Gaining Access

The message from my student said it all.  As she turned in an assignment she wrote “Good evening, Mrs. Berk, I hope the rest of your Thursday was uneventful!  Have a good evening.”

I appreciated the sentiment but interestingly she hadn’t been involved in any of the events of the day, so I assumed her classmates had told her.

One classmate had one client refuse therapy, while her second client after an evaluation turned out not to need therapy.

Immediately after that meeting I headed to my next zoom meeting to find that zoom had deleted it from my schedule!

I only had a few moments to recover the link, so I went to my e-mail found the link I had sent to my student and her client, clicked on it and entered the meeting.

I waited a few minutes and as time ticked by the student did not appear.

I checked my e-mail to find that zoom was not allowing her to enter the meeting as it gave her an error message that the meeting had already occurred two days earlier!

Indeed, it had, but it was a twice a week meeting so it still should have opened.

What was I to do now?

The client would be arriving soon, and the minutes were ticking by.

I went directly to the zoom webpage and immediately edited the meeting to occur for that day.

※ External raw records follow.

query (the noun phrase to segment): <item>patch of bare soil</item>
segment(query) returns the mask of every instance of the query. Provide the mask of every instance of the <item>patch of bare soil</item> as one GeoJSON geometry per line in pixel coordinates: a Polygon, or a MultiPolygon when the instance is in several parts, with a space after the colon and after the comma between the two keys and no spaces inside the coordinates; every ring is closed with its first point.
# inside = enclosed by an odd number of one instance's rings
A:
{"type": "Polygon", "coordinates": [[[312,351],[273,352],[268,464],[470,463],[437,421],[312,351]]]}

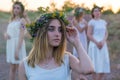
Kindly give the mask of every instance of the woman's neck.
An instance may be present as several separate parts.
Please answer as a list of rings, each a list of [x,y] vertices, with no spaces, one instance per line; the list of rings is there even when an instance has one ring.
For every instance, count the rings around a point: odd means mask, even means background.
[[[99,20],[99,19],[100,19],[100,17],[95,17],[94,19],[95,19],[95,20]]]
[[[20,20],[20,16],[15,16],[14,20]]]
[[[53,47],[49,47],[48,53],[47,53],[47,58],[51,59],[53,57]]]

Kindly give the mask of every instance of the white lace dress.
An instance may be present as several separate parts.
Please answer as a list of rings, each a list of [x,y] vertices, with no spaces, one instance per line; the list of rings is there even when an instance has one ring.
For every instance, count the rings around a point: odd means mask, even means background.
[[[96,41],[101,41],[105,37],[106,21],[92,19],[88,23],[93,28],[93,37]],[[90,56],[96,73],[110,73],[110,61],[107,43],[99,49],[92,41],[89,42],[88,55]]]

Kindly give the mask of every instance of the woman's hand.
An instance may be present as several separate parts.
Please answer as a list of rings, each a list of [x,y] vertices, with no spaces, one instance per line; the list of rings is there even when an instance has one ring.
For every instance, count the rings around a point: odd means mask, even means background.
[[[8,40],[8,39],[10,39],[10,36],[7,33],[4,33],[4,38],[5,38],[5,40]]]
[[[96,45],[99,49],[102,49],[102,47],[104,46],[104,41],[100,41],[100,42],[97,42]]]
[[[79,40],[79,33],[75,27],[67,27],[67,40],[76,46]]]

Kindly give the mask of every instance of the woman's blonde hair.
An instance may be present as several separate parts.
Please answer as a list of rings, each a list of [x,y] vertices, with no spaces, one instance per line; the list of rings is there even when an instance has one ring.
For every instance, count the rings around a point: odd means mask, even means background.
[[[44,61],[47,57],[47,52],[48,52],[47,30],[52,20],[53,19],[48,20],[48,23],[44,24],[43,27],[41,27],[37,31],[37,35],[33,43],[33,48],[27,58],[28,65],[32,67],[35,67],[35,64],[39,64],[40,62]],[[66,28],[63,21],[61,19],[58,20],[60,21],[62,27],[62,32],[61,32],[62,40],[59,46],[54,47],[52,56],[55,59],[56,63],[61,65],[63,63],[63,56],[66,50],[66,38],[65,38]]]
[[[21,2],[16,1],[16,2],[14,2],[13,6],[12,6],[12,17],[11,17],[11,21],[15,18],[15,15],[14,15],[14,6],[15,6],[15,5],[19,5],[19,6],[20,6],[20,8],[21,8],[20,18],[24,18],[24,10],[25,10],[24,5],[23,5]]]

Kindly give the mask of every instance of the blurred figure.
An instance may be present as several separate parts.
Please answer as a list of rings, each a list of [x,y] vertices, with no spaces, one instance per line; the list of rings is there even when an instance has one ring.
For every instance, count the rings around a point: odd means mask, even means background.
[[[84,17],[84,10],[83,8],[77,7],[74,12],[74,18],[73,18],[73,26],[75,26],[79,31],[79,39],[82,43],[83,48],[87,52],[87,21],[83,18]],[[73,55],[78,57],[77,52],[75,48],[73,48]],[[87,78],[82,75],[78,74],[76,72],[72,72],[72,78],[73,80],[87,80]]]
[[[88,55],[90,56],[95,73],[93,80],[103,80],[105,73],[110,73],[109,52],[107,48],[107,22],[101,19],[101,9],[92,9],[92,19],[88,23],[87,35],[90,40]],[[104,79],[105,80],[105,79]]]
[[[24,35],[26,33],[25,25],[29,22],[23,4],[21,2],[14,2],[11,21],[4,34],[7,40],[7,62],[10,63],[9,80],[15,80],[18,64],[26,57]]]

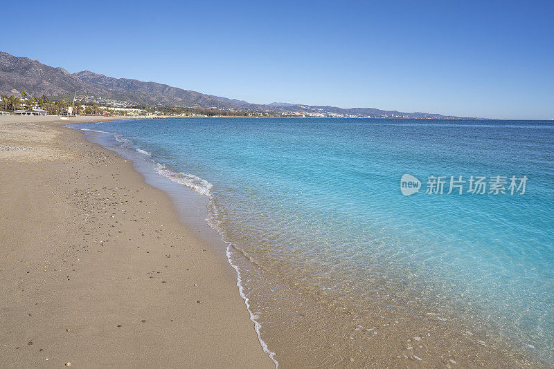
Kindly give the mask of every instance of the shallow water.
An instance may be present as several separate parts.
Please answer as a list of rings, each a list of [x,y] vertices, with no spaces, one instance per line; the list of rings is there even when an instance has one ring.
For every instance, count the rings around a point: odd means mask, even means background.
[[[79,128],[115,133],[159,174],[206,196],[281,366],[454,365],[468,352],[466,363],[501,366],[492,350],[508,366],[554,363],[552,122],[172,118]],[[421,181],[419,193],[402,196],[405,173]],[[430,176],[445,176],[443,195],[425,193]],[[466,180],[462,195],[446,194],[451,176]],[[506,193],[467,193],[471,176],[506,176]],[[512,176],[528,178],[524,194],[510,194]]]

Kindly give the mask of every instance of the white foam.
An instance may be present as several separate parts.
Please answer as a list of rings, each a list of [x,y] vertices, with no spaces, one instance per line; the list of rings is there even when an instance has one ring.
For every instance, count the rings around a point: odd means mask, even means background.
[[[143,150],[142,149],[137,149],[136,152],[143,155],[145,155],[146,156],[152,156],[152,153],[148,152],[146,150]]]
[[[157,163],[157,164],[156,171],[160,175],[179,184],[186,186],[208,198],[212,198],[212,193],[210,191],[212,189],[212,184],[207,180],[203,180],[194,174],[170,171],[165,165],[160,163]]]
[[[118,135],[115,135],[114,138],[116,139],[116,141],[117,141],[118,142],[121,142],[122,144],[131,144],[131,140],[127,140],[127,138],[118,137]]]
[[[279,363],[275,359],[275,352],[270,350],[269,348],[267,347],[267,344],[264,341],[263,339],[262,339],[262,335],[260,332],[260,330],[262,328],[262,325],[256,320],[258,318],[258,315],[256,315],[253,312],[252,312],[252,310],[250,308],[249,300],[246,294],[244,294],[244,287],[242,287],[242,278],[240,276],[240,271],[239,271],[238,267],[233,263],[233,258],[231,256],[231,243],[227,243],[227,249],[225,252],[225,254],[227,256],[227,260],[229,261],[229,264],[237,272],[237,287],[238,287],[238,293],[240,294],[240,297],[242,297],[244,301],[244,304],[247,305],[247,310],[248,310],[248,312],[250,314],[250,320],[254,323],[254,330],[258,334],[258,341],[260,341],[260,344],[262,346],[262,348],[263,349],[264,352],[269,355],[269,359],[271,359],[273,362],[275,363],[275,368],[276,369],[279,367]]]

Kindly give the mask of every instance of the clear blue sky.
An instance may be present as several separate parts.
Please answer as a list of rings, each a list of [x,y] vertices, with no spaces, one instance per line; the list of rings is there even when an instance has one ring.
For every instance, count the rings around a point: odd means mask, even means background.
[[[554,117],[553,1],[175,3],[7,1],[0,50],[256,103]]]

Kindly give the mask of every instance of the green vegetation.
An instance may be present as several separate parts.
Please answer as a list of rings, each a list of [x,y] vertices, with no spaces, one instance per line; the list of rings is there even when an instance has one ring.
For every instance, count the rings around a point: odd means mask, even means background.
[[[31,109],[40,108],[46,111],[48,115],[66,115],[71,103],[68,103],[60,97],[53,97],[51,100],[46,95],[40,97],[30,97],[27,93],[21,93],[23,98],[16,96],[2,95],[0,97],[0,108],[5,112],[14,112],[19,109]],[[274,112],[229,111],[220,109],[209,109],[204,108],[175,108],[169,106],[132,106],[133,109],[140,110],[141,114],[147,115],[179,115],[191,117],[273,117]],[[137,115],[137,111],[130,111],[118,109],[110,104],[99,106],[97,104],[81,105],[77,102],[73,110],[73,115]]]
[[[32,109],[37,107],[44,109],[50,115],[64,115],[67,113],[67,108],[69,104],[65,100],[51,101],[46,95],[41,97],[27,97],[27,93],[24,91],[21,95],[26,97],[25,99],[20,99],[15,96],[8,96],[2,95],[0,97],[0,106],[3,111],[15,111],[18,109]],[[74,114],[78,114],[82,111],[82,107],[78,104],[75,104],[73,109]]]

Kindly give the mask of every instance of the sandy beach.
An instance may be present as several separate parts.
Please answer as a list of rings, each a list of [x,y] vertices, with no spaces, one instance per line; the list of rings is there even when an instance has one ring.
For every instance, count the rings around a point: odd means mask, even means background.
[[[0,117],[3,368],[272,368],[220,253],[131,162]]]

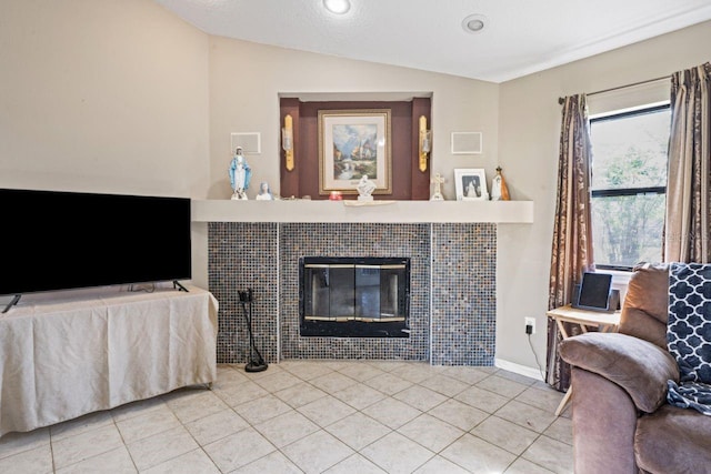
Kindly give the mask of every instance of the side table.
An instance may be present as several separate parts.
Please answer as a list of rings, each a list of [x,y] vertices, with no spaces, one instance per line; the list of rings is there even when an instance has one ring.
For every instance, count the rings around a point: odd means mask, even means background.
[[[598,327],[599,332],[617,332],[620,325],[620,311],[614,313],[603,313],[599,311],[581,310],[572,307],[570,304],[559,306],[550,310],[545,313],[549,317],[555,320],[558,330],[560,331],[562,339],[568,339],[570,335],[565,331],[563,323],[579,324],[583,333],[588,332],[588,326]],[[568,387],[565,396],[561,400],[560,405],[555,410],[555,416],[560,415],[565,409],[565,405],[570,401],[570,396],[573,393],[572,385]]]

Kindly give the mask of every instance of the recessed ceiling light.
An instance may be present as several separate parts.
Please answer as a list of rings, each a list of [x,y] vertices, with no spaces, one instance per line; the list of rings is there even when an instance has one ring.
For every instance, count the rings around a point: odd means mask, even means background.
[[[331,13],[343,14],[351,9],[349,0],[323,0],[323,7]]]
[[[483,14],[470,14],[462,21],[462,28],[468,33],[479,33],[487,26],[487,21]]]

I told the student to try again and waited but still nothing.

I then saw a message in my e-mail that a participant had entered my meeting and it gave me an option to start the meeting from my e-mail with a “start” button.

I clicked to start, and thank God it worked!

The student appeared one minute before the client was scheduled to arrive.

Zoom is great when it functions properly and a headache when it doesn’t.

But all went well.  The client arrived and we continued.

Afterward I edited the meeting link and it’s back on my schedule for next week.

Later I talked myself through the event. What had I done wrong?

When I had gone to the link I had sent to the student and opened from there, zoom only recognized me as a participant not the host.

That was a problem because as a participant I couldn’t give access to other participants.

What I needed was to find the “start” button to make the meeting accessible to all.

As the host I am the person who has set up the meeting and as such I can choose to admit people or not admit people.  When people log in a blue button appears on my screen to alert me and then I can admit them.

There’s power in being the host because the host controls the meeting.  However, I can give that control to others.  Once they have been admitted to the meeting, I can make them a co-host which allows them the same access to the meeting as I have.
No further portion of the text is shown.